I agree that we need to consider this seriously. But, the tacit advice in RDF concepts that implementations may normalize to lower case gives us cover. AFAIK, many implementations follow this option (my own does).
Needs more discussion.
@gkellogg -- In your https://github.com/w3c/rdf-concepts/issues/55#issuecomment-1721887864, I think you should wrap the "foo"@en-us
and "foo"@en-us"
(the latter of which should probably be "foo"@en-US
, i.e., capital US
and no trailing "
) in backticks, so the @en-us
user is not pinged about this thread, and so your meaning is clearer...
After the discussion on This week's call I believe we' agreed to separate this into two issues:
1) Require some form of normalization in the abstract syntax (implementation dependent, but consistent) so that parsing two literals that differ only in the language-tag case would result in just a single triple. Now this is only permitted by implementations, leaving a gray area that this would close, at the cost of being a breaking change for some implementations.
2) To the degree that we suggest how graphs are serialized, provide some guidance in the form of language tags. For N-Quads/Triples canonicalization, if this were lower-case (e.g., "foo"@en-us
), it would be consistent with the RDF Dataset Canonicalization Candidate Recommendation (see note in introduction). Alternatively, it could be changed to use the recommended format from BCP47/RFC4646 (e.g., "foo"@en-US
), but this would immediately conflict with RDF Canonicalization, even thought it is based on RDF 1.1 and not RDF 1.2.
if and only if the datatype IRI is http://www.w3.org/1999/02/22-rdf-syntax-ns#langString, a non-empty language tag as defined by [BCP47]. The language tag MUST be well-formed according to section 2.2.9 of [BCP47] and MUST be case normalized consistently (e.g., to lower case).
A literal is a language-tagged string if the third element is present and the fourth element is not present. Lexical representations of language tags MUST be case normalized and MAY be converted to lower case. The value of language tags is always treated as being in lower case.
Language tags were previously allowed to be normalized to lower case, which made it ambiguous if two literals with language tags different only by case represented the same literal, or distinct literals. RDF 1.2 requires that language tags be case normalized, but does not specify excactly how this is to be performed. Implementations can either follow the advice to normalize to lower case, use the recommended BCP47 format, or something else, as long it is performed consistently.
I'll have some text tweaks... but these proposed changes look like the right direction.
- Require some form of normalization in the abstract syntax (implementation dependent, but consistent) so that parsing two literals that differ only in the language-tag case would result in just a single triple. Now this is only permitted by implementations, leaving a gray area that this would close, at the cost of being a breaking change for some implementations.
I believe we agreed that to within case-sensitivity parsing two literals that differ only in the language-tag case would result in just a single literal. Consistent formatting is a way of doing; there are other ways (e.g. dictionaries).

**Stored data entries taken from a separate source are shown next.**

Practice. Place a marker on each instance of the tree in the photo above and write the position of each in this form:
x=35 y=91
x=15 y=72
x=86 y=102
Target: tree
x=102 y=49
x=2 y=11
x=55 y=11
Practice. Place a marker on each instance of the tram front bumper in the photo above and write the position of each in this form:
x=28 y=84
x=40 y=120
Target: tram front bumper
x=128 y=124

We have the opportunity to get away from RDF preferring "lower-case" when BCP-47 says something different.
BTW the BCP47 terminology is "format" (Although in one place later-on about extensions, it slips in "normalize").
As for Dataset canonicalization, it only has to add that language tags are lower-cased during canonicalization.

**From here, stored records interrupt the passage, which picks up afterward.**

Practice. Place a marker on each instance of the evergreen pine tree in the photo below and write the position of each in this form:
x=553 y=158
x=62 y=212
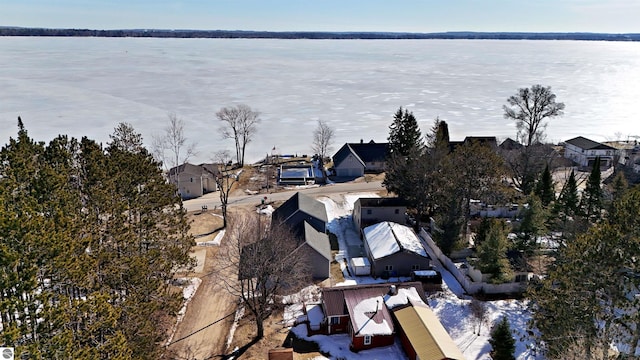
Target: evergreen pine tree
x=492 y=251
x=618 y=188
x=404 y=133
x=568 y=204
x=502 y=341
x=591 y=203
x=545 y=187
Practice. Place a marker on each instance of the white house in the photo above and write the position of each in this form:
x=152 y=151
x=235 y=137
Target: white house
x=584 y=152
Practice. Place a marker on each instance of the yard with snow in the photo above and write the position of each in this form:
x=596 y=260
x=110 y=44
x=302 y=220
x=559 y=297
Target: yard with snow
x=451 y=305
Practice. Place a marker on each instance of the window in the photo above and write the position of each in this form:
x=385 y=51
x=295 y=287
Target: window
x=367 y=339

Systems exist which today do not lower-case ("EN-gb" becomes "en-GB") and have unique language tags - they are not wrong.
Mixed in with #48, which has since been removed from that PR, is text to compare language tags after normalizing to lower case. This is consistent with the suggestion that language tags can be converted to lower case when language-tagged strings are introduced, but was never part of RDF 1.0 nor RDF 1.1. It arguably intrudes on D-entailment where
"foo"@en
and"foo"@EN
could be considered to have the same value but still be separate terms.The key commit which reverted the wording is c45d9470785a9c681c1ad2cf8cf47906b4d62c75.